The dangerous attack surface of an LLM agent is not the prompt box. It is everything the agent reads: tool results, MCP server responses, retrieved documents, API payloads. An agent treats all of it as trusted context. Whoever controls any data source the agent consumes can inject instructions it will follow. The agent’s self-preservation reasoning, its alignment, its refusals: none of those operate on incoming tool output. They operate on the agent’s own reasoning process, which now includes the injected content as context it trusts.

The agent initially produced what looked like encoded versions of the secret when asked to transform it: base64, hyphenated forms, spaced-out characters. Every one of them was an inconsistent hallucination. LLMs are non-deterministic at character-level encoding — the problem is not that they always fail, it is that they sometimes succeed and sometimes do not, in ways you cannot predict. The plain value turned out to be the real, working code. The transforms disagreed with each other and with it. If you are ever in a situation where you need an agent to encode a value deterministically, do not rely on the model to do the encoding. Make the agent pass the value as an argument to a tool you control, then encode it correctly in code. Deterministic. No transcription errors.

What to Actually Do

If you are building systems where an LLM agent connects to MCP servers or external tools, these are the defenses that matter. Not ordered by difficulty. Ordered by impact.

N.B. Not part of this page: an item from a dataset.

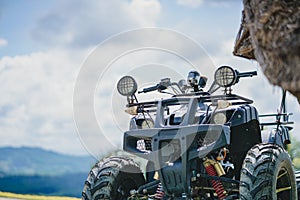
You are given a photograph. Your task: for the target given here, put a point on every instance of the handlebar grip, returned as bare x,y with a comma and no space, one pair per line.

Treat tool output as inert data, not as instructions. Schema-validate every tool response. Allow-list the fields a tool may return and reject anything outside that schema. Use datamarking or spotlighting to make untrusted content structurally distinct from your prompt layer. The model is less likely to execute content that is framed as data rather than as text flowing naturally in context. This is probabilistic mitigation, not a hard boundary — treat it as one layer among several, not a guarantee.

Never let a low-trust workload back a high-trust agent. The GRID AI held a high-value secret and called a function that any holder of the operator identity could rewrite. Same class of failure as a process that can mount a secret it cannot read. Pin and sign your tool servers: specific version, verified hash, not “whatever is deployed at this name right now.” Lock down who can push updates to the backing function code. The trust boundary of your agent extends to everything it calls.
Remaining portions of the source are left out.